Hello everyone and welcome to a new discussion and today we will be discussing unsupervised image classification and density slicing techniques. You know that classification image classification and is main purpose of that is to you know to reduce the number of variation in among pixel values to just few. So that we can use these images once they are classified directly to various purposes like geologic terrain, mineral exploration, alteration mapping, land use and land cover which is or vegetation mapping or many other things and we can use this so this is non exhaustive list. Classification image classification is generally 2 types one is a supervise classification and
another one is the unsupervised classification. In unsupervised classification what we do we submit the image to the basically to the software which is having some inbuilt algorithms. And based on that it classify images and there are different techniques for unsupervised classification techniques. So one can choose that I want to classify my image using this algorithm and once I choose then image is classified. So human interventions or human intelligence is used in a very limited way. However in case of supervise classification through out the classification process the human intervention plays very important role. And some times you get a better output using going for supervise classification in terms of accuracy then unsupervised classification. So unsupervised classification is basically exploiting the spectral variability which is in the pixels in a color composite and using a
particular algorithm you classify. So image classification is a basically science of you know converting your remote sensing data or images into a meaningful categories representing surface condition or classes. An image is basically a continuous data and if I talk about a single band scenario and 8 bit scenario then the values within an image can vary between 0 to 255. This is the best possible scenario that values. However as you have seen through various example that generally histograms of raw image our input image does not occupy the full dynamic range.So in this image classification what we do we categorize instead of having a full dynamical range of 2 roughly you can say in a single band image you are having you may have 255 classes.

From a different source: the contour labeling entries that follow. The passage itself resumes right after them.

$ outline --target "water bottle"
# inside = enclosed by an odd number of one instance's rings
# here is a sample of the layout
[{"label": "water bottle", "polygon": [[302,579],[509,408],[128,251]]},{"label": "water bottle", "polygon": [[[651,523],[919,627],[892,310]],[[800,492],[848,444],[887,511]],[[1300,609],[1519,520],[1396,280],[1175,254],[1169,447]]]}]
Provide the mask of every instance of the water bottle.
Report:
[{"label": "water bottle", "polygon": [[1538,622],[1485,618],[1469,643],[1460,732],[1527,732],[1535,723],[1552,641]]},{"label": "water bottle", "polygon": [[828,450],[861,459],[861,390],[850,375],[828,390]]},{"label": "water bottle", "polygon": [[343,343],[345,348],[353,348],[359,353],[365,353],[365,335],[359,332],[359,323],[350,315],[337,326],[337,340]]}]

So you are reducing those number to just maybe 5, 6, 7 categories of maybe land uses maybe land cover maybe lithology or many other things which we use in different applications. So that is why we call as a meaningful categories representing surface conditions or in sort we also call classes.
And I some way we can also call as a feature extraction because after all these are features maybe a forest feature, maybe a built up line feature, maybe a waterboarding feature, maybe a river, an mountain and so on. So ultimate aim is of image classification either supervised or unsupervised is to extract features and or sometimes we say object extractions also. So this is a basically spectral pattern recognition which produces classify a pixel of an image based on its pattern of radiance measurements after all an image is having this radiant measurement maybe in terms of reflection or emission.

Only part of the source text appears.